Quanto à solidariedade, choca-nos que o
Presidente da República Portuguesa dissesse que, saindo a Grécia,
ficavam 18 países, em resposta a uma jornalista que lhe perguntava se a
Zona Euro acabaria com uma saída da Grécia. Choca-nos que o
primeiro-ministro português se demarcasse da Grécia. Mas não nos choca
que a Grécia não tivesse tido o menor pudor em dizer, consecutivamente,
que, saindo eles, Portugal seria o próximo. Não nos choca que o governo
grego arrastasse com ele os juros da dívida portuguesa em nome de nova
chantagem emocional. Mas choca-nos que o governo português faça o que
tem de fazer: preocupar-se, em primeiro lugar, com a débil situação
portuguesa. Choca-nos o alemão feio de cadeira de rodas, que é ministro
das finanças e tem cara de mau, mas admiramos o ministro das finanças
gregos, que é garboso e bem falante. E não nos chocam os seus colegas de
governo que chamam nazis por tudo e nada aos alemães, que ameaçam
invadir a Alemanha com jihadistas (?), enquanto vão fazendo os seus
negócios com Putin.
Podemos estar todos à beira de uma
história muito complicada, e as histórias muito complicadas nunca foram
contadas dizendo que, de um lado, estavam os bons e, do outro, os maus.

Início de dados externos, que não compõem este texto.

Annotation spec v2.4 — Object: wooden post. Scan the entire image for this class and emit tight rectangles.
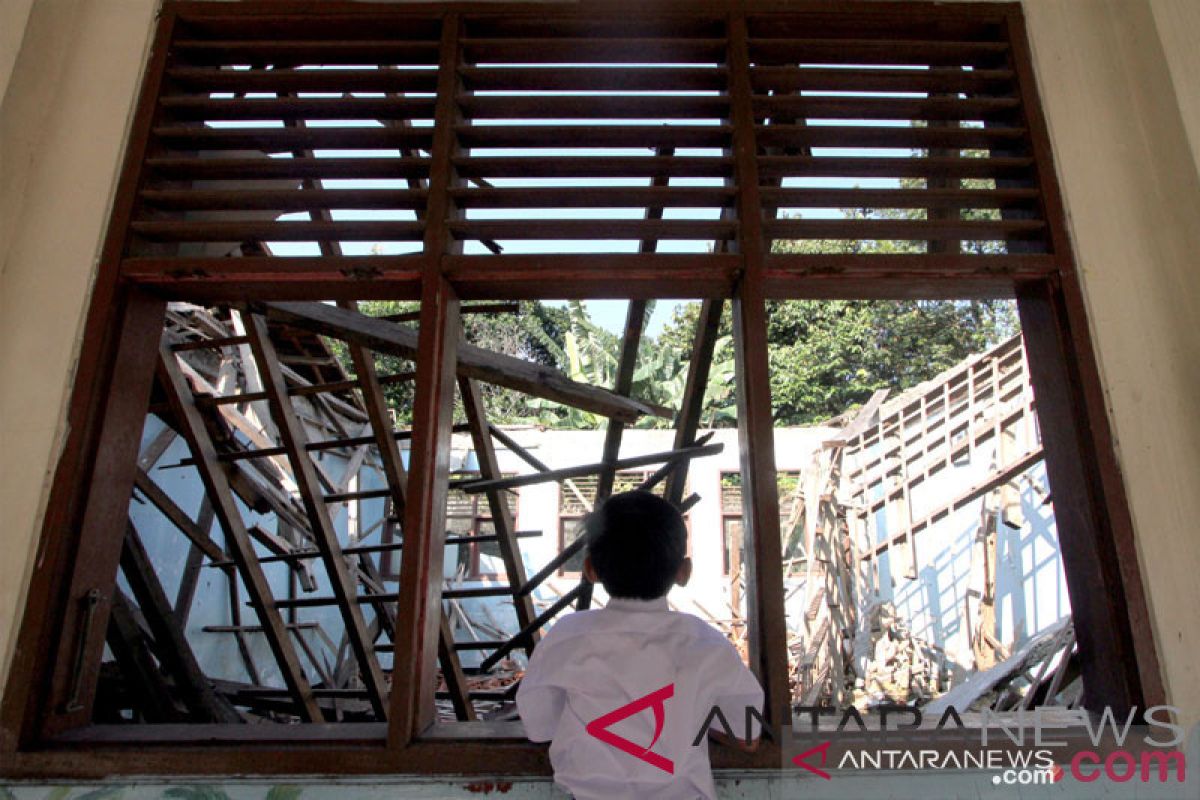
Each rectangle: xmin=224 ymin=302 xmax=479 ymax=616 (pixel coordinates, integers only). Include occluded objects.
xmin=728 ymin=10 xmax=791 ymax=738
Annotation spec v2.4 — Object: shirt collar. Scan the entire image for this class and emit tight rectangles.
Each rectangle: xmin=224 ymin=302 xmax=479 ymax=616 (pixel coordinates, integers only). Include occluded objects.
xmin=604 ymin=595 xmax=670 ymax=612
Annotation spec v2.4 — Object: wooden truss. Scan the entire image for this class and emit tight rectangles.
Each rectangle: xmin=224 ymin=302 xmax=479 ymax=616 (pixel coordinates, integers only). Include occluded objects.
xmin=1 ymin=0 xmax=1161 ymax=779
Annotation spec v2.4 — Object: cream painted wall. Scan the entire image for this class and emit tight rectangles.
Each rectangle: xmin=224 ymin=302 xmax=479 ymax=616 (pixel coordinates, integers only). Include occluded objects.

E, já agora, a quem possa ser mais
sensível ao argumento arqueológico, vale a pena pensar que o nosso
sistema político – aliás, toda a contemporaneidade – deve muito mais à
Revolução Francesa, arquitectada sobre os princípios definidos por
alemães como Kant, do que à longínqua democracia de Atenas, onde
mulheres, escravos e estrangeiros não podiam tomar parte. E que não é lá
muito humanista insistir em reduzir a Hitler uma cultura que nos deu
Beethoven, Bach, Goethe, Schumann, Nietzsche, Hegel, Leibniz, Husserl,
Shopenhauer, Schiller, Thomas Mann, Brecht, Murnau, Lang, Einstein e
até, vejam lá, Karl Marx.
(Mas concedo que também foi de lá que
vieram os Scorpions. E, afinal, a Maria era muito mais bonita do que
qualquer alemã que tenha conhecido em dias de minha vida).